A Mantova ricominciò la mia vita. Andrai in avanscoperta con Gigi Carletti, nel giornale più antico d’Italia appena confluito nel Gruppo Espresso da Mondadori. Padre-padrone era il direttore Bulbarelli, un ex-tipografo protoleghista furbo e allergico alla nuova proprietà. Bulbarelli si difendeva con tutti i mezzi dall’intrusione del nuovo editore e cercava continui motivi di rottura. “Tu resisti e fatti picchiare – mi diceva Mario – ma resisti. Fra un po’ ti mando il nuovo direttore”.
Arrivò Sergio Baraldi, il mio vecchio invidiato compagno di banco di “Paese sera”. Mario ci aveva messi assieme perché eravamo amici ma anche diversi. Era nato il Parlamento di Mantova, io ero considerato “terrone e comunista”, al punto che anche Roberto Colaninno considerava “inopportuna” la mia presenza nella città dei Gonzaga. Colaninno era consigliere di amministrazione, Lenzi era direttore editoriale, con poteri di vita e di morte su tutti i giornalisti della Finegil. Ogni tanto il mio amico Lenzi mi faceva delle lavate di testa, davvero ingiustificate, anche con lettere dure. Poi mi telefonava: “Se ti cazzio io è per proteggerti, se lo fanno gli altri è per licenziarti”. Lezione di vita.

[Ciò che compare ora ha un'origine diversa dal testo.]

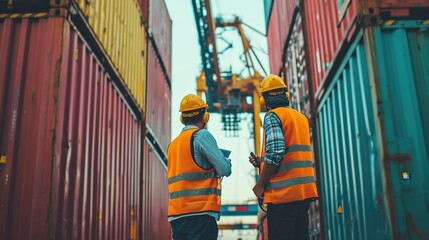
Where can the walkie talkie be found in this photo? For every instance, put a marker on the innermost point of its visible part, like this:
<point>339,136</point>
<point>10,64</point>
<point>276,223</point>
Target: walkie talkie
<point>256,158</point>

A Mantova divenni vice-direttore e condirettore, alla faccia di chi mi voleva male. Poi un giorno Mario mi telefonò per dirmi: “Vai a Pescara, al Centro”. Da quando? Mi informai. “Da ieri”. Lui colse il mio disappunto (neanche stavolta mi faceva direttore) e mi disse: “Ho capito, ma te lo devi conquistare”. Dopo sei mesi di Pescara, mi telefonarono a distanza di dieci minuti, lui e Marco Benedetto, per annunciarmi la novità. Mario: “Sei il direttore del Centro, non mi far fare cattiva figura”. Marco: “Sei il direttore del Centro, in tre anni lo salvi o lo chiudi”.
Ho sentito Mario, per l’ultima volta, due mesi fa. Avevamo appuntamento a Cortona, sapevo che non stava bene e volevo vederlo. La sera prima del giorno fissato, lo sento concitato al telefono: “Antonio, ti prego di scusarmi. Non venire domani, non sto bene, non esco di casa. Ti chiamo quando sto meglio, anche io voglio vederti”. In questi due mesi, ho avuto notizie da Caterina, sua figlia. L’ho sentito da lontano spegnersi lentamente. Fino alla telefonata di Caterina, due giorni fa. Non è tempo di retorica, che lui mi ha insegnato a disprezzare, come mi ha insegnato a disprezzare il servilismo. Di lui ho un ricordo marchiato a fuoco. Mi disse una volta il professor Vacca: “Tonino, sai che cosa mi ha detto Lenzi? Mi ha detto che ha tre figli più Antonio Del Giudice”. Sì, è vero, ho perso un padre.